For each result we extract the path only.

result_html_paths_p1 <-
  map_chr(results_p1$results,
          ~ .$path)

We replace “.html” with “.pdf”, combine the base URL with the path to generate the full URLs pointing to the PDFs. Last we pipe it into purrr::map() and pdftools::pdf_text in order to extract the text from all 25 PDFs.

pdf_texts_p1 <-
  gsub(".html$", ".pdf", result_html_paths_p1) %>%
  paste0(base_url, .) %>%
  map(pdf_text)

If you want to do this for more than just the first page you might want to wrap the above code in a function that lets you switch out the “&page=” parameter. You could also make the “&text=” parameter an argument of the function in order to automatically scrape results for other searches.

For the remaining part of the task we can build on the code you already have.
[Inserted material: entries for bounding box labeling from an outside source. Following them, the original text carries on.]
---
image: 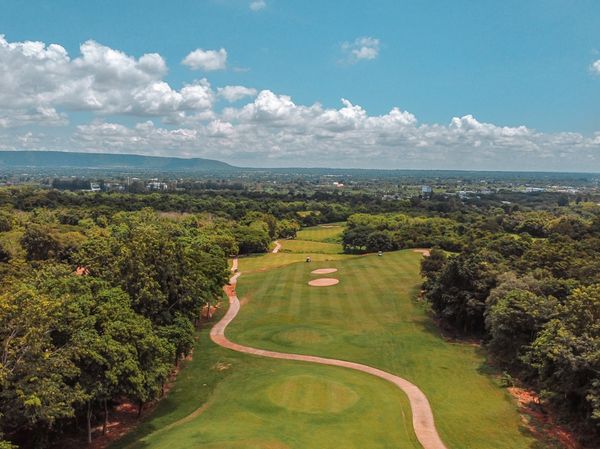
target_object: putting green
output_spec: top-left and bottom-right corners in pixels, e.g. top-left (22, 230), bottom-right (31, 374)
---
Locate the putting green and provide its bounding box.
top-left (271, 326), bottom-right (331, 346)
top-left (228, 251), bottom-right (536, 449)
top-left (269, 375), bottom-right (358, 413)
top-left (114, 238), bottom-right (542, 449)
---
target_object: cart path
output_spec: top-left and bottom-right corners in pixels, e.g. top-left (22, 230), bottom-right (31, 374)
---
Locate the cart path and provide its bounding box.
top-left (210, 259), bottom-right (448, 449)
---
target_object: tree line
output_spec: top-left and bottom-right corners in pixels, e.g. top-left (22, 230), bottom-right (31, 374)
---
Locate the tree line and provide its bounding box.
top-left (0, 204), bottom-right (300, 449)
top-left (422, 206), bottom-right (600, 444)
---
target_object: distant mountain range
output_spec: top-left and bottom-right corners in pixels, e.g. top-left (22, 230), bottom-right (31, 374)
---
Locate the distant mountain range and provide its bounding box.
top-left (0, 151), bottom-right (236, 171)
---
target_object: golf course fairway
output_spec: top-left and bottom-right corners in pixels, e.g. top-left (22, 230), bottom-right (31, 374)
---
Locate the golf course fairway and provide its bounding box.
top-left (113, 229), bottom-right (544, 449)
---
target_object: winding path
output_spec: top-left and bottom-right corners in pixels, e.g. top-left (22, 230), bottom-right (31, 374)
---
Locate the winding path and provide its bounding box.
top-left (210, 259), bottom-right (448, 449)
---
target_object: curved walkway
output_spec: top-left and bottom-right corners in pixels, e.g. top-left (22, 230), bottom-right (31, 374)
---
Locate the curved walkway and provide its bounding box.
top-left (210, 261), bottom-right (448, 449)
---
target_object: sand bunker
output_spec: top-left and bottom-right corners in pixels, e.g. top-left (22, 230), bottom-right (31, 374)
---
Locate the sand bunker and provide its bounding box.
top-left (308, 278), bottom-right (340, 287)
top-left (413, 248), bottom-right (431, 257)
top-left (310, 268), bottom-right (337, 274)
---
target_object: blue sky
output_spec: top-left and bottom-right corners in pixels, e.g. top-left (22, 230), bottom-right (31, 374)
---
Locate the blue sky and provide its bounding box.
top-left (0, 0), bottom-right (600, 170)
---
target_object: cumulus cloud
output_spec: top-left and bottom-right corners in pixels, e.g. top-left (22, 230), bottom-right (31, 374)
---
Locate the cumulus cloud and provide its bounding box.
top-left (0, 36), bottom-right (214, 127)
top-left (341, 36), bottom-right (380, 64)
top-left (217, 86), bottom-right (257, 103)
top-left (182, 48), bottom-right (227, 72)
top-left (250, 0), bottom-right (267, 11)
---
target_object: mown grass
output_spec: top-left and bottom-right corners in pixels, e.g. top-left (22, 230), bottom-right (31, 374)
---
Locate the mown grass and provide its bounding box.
top-left (296, 223), bottom-right (344, 243)
top-left (238, 252), bottom-right (355, 273)
top-left (229, 251), bottom-right (540, 449)
top-left (114, 245), bottom-right (545, 449)
top-left (279, 239), bottom-right (342, 254)
top-left (112, 304), bottom-right (419, 449)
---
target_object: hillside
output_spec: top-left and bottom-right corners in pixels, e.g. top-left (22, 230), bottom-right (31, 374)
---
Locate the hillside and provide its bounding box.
top-left (0, 151), bottom-right (235, 171)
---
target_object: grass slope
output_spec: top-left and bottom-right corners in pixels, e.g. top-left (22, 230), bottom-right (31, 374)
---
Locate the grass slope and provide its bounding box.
top-left (296, 223), bottom-right (344, 243)
top-left (229, 251), bottom-right (540, 449)
top-left (113, 308), bottom-right (419, 449)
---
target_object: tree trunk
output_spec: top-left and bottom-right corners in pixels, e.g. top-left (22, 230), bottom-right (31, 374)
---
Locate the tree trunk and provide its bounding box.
top-left (102, 399), bottom-right (108, 435)
top-left (86, 401), bottom-right (92, 444)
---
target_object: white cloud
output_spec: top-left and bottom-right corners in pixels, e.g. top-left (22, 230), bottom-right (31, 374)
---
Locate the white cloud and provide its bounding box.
top-left (0, 36), bottom-right (214, 122)
top-left (217, 86), bottom-right (257, 103)
top-left (0, 37), bottom-right (600, 171)
top-left (250, 0), bottom-right (267, 11)
top-left (182, 48), bottom-right (227, 72)
top-left (342, 36), bottom-right (380, 64)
We make it a function that can be applied to any article and apply that function to each PDF text again using purrr::map().

extract_article_summary <-
  function(article) {
    article_sentences <- tibble(text = article) %>%
      unnest_tokens(sentence, text, token = "sentences") %>%
      mutate(sentence_id = row_number()) %>%
      select(sentence_id, sentence)
    
    
    article_words <- article_sentences %>%
      unnest_tokens(word, sentence)
    
    
    article_words <- article_words %>%
      anti_join(stop_words, by = "word")
    
    textrank_sentences(data = article_sentences, terminology = article_words)
  }

This now will take a real long time!

article_summaries_p1 <- 
  map(pdf_texts_p1, extract_article_summary)

Alternatively you could use furrr::future_map() instead to utilize all the CPU cores in your machine and speed up the process.

library(furrr) # make sure the package is installed first
plan(multisession)
article_summaries_p1 <- 
  future_map(pdf_texts_p1, extract_article_summary)

Disclaimer

The code in the answer above is for educational purposes only. As many websites do, this service restricts automated access to its contents. The robots.txt explicitly disallows the /search path from being accessed by bots. It is therefore recommended to get in contact with the site owner before downloading big amounts of data. canlii offers API access on an individual request basis, see documentation here. This would be the correct and safest way to access their data.